Data Transformation with Azure Data Factory Mapping Data Flows
Mapping Data Flows in Azure Data Factory provide a visual, code-free way to design data transformation logic. Under the hood, these flows run on fully managed Apache Spark clusters, giving you the power of distributed computing without writing a single line of Spark code.

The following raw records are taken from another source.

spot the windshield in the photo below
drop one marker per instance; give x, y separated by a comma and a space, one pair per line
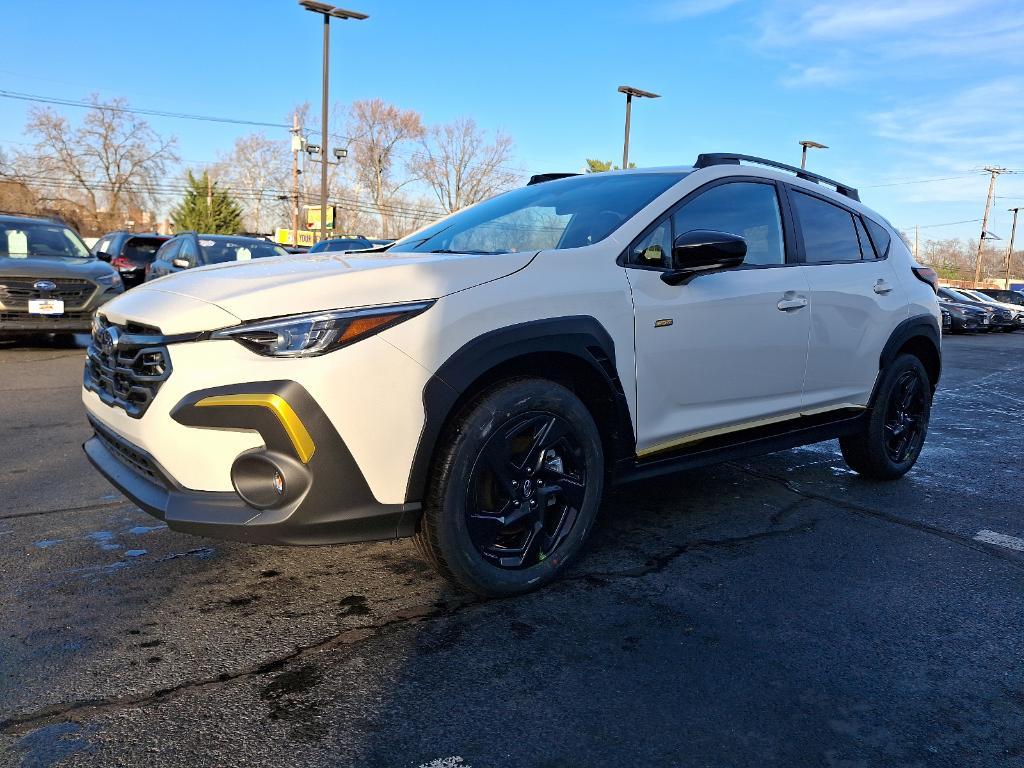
218, 251
340, 245
141, 250
19, 240
566, 213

Understanding Mapping Data Flows
Mapping Data Flows offer:
- Visual designer - Drag-and-drop transformation logic
- Spark-powered - Automatic Spark code generation
- Schema flexibility - Handle schema drift dynamically
- Integration - Seamlessly integrate with ADF pipelines
- Debug mode - Interactive data preview during development
Creating a Data Flow
Let’s build a data flow that processes sales data:
Source Configuration
{
"name": "source_sales",
"type": "Source",
"dataset": {
"referenceName": "ds_blob_sales_raw",
"type": "DatasetReference"
},
"typeProperties": {
"allowSchemaDrift": true,
"validateSchema": false,
"inferDriftedColumnTypes": true,
"samplingMethod": "none"
}
}
Data Flow Script
Data flows can also be defined using Data Flow Script:
source(output(
OrderId as integer,
CustomerId as string,
ProductId as string,
Quantity as integer,
UnitPrice as decimal(10,2),
OrderDate as timestamp,
ShipCountry as string
),
allowSchemaDrift: true,
validateSchema: false) ~> SalesSource
SalesSource derive(
TotalAmount = Quantity * UnitPrice,
OrderYear = year(OrderDate),
OrderMonth = month(OrderDate),
OrderQuarter = quarter(OrderDate)
) ~> CalculatedColumns
CalculatedColumns filter(
TotalAmount > 0 && !isNull(CustomerId)
) ~> FilterValidRecords
FilterValidRecords aggregate(
groupBy(
CustomerId,
OrderYear,
OrderMonth
),
TotalRevenue = sum(TotalAmount),
OrderCount = count(),
AvgOrderValue = avg(TotalAmount),
MaxOrderValue = max(TotalAmount)
) ~> AggregateByCustomer
AggregateByCustomer window(
over(CustomerId),
asc(OrderYear, true),
asc(OrderMonth, true),
PrevMonthRevenue = lag(TotalRevenue, 1),
RevenueGrowth = iif(isNull(lag(TotalRevenue, 1)), 0,
(TotalRevenue - lag(TotalRevenue, 1)) / lag(TotalRevenue, 1) * 100)
) ~> WindowFunctions
WindowFunctions select(
mapColumn(
CustomerId,
Year = OrderYear,
Month = OrderMonth,
Revenue = TotalRevenue,
Orders = OrderCount,
AvgOrder = AvgOrderValue,
MaxOrder = MaxOrderValue,
MoMGrowth = RevenueGrowth
)
) ~> SelectFinalColumns
SelectFinalColumns sink(
allowSchemaDrift: true,
validateSchema: false,
format: 'parquet',
partitionBy('key', 0, Year, Month)
) ~> SinkToDataLake
Common Transformation Patterns
Deduplication
source ~> Source1
Source1 aggregate(
groupBy(
CustomerId,
OrderId
),
each(match(true()), $$ = first($$))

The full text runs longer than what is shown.